One of my many mandates as president is mentoring; encouraging newer members and new board members to continue their involvement in this amazing organization, CSC. It is my pleasure to introduce you to an amazing member from the Atlantic Chapter who graciously volunteered to write this message for me while I was away on holidays.
Abigail MacEachern, RSW of the Atlantic Chapter and a new board member, impressed me from our first meeting with her commitment to the industry, her easy transition to Canada from the U.S., and her professional representation of the chapter.
The CSC director’s meeting was held in Toronto this past autumn; it was my first time representing the Atlantic Chapter. In attendance were the executive council and my fellow chapter directors who I consider trusted colleagues, admired professionals, and friends. I felt honoured to finally be “at the table.”
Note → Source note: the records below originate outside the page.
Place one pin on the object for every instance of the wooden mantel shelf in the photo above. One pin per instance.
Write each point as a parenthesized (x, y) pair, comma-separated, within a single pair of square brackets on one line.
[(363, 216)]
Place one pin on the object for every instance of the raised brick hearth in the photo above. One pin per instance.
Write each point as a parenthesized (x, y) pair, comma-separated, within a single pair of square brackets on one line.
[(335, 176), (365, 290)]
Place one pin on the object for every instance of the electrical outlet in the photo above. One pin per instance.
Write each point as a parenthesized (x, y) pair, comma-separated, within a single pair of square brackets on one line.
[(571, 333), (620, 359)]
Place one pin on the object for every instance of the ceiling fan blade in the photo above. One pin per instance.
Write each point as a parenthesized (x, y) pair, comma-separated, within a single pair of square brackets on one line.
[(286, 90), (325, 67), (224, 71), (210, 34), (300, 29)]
In my excitement and desire to contribute, I asked questions about inclusivity. Most know its meaning, but do we know what is stopping us from being inclusive? We should all be asking ourselves why our board rooms do not reflect the population of the country or world, and what roadblocks can we remove to create a more inclusivity? In many cases, these roadblocks seem quite small to those they do not impact. If we start looking with an empathetic eye, we can see how these “minor” policies can seem to say, “You are not welcome here.” I am not an expert in inclusivity, but I have been listening to those who are impacted and reflecting on my own experiences.
During the CSC directors meeting, we all applauded the development and wording of the strategic plan. A few asked about the status of standard document English to French translation, I inquired why we have salutations in our online membership application (no need to look for it, it was changed immediately!) and requested clarification about maternity leave-of-absence for membership longevity awards.
In previous RSW committee meetings, we discussed wording changes to the application to allow for equivalent work experience for immigrants and ex-patriots. In every case, the suggestions were met by members of the CSC community with humility, respect, and immediate action.
I realize the requests were small in comparison to other issues the industry faces, but they are simple solutions that open the door to allowing every person an opportunity to be “at the table.” CSC has already made big steps to be inclusive and they continue to listen and make the necessary adjustments in this ever-changing environment.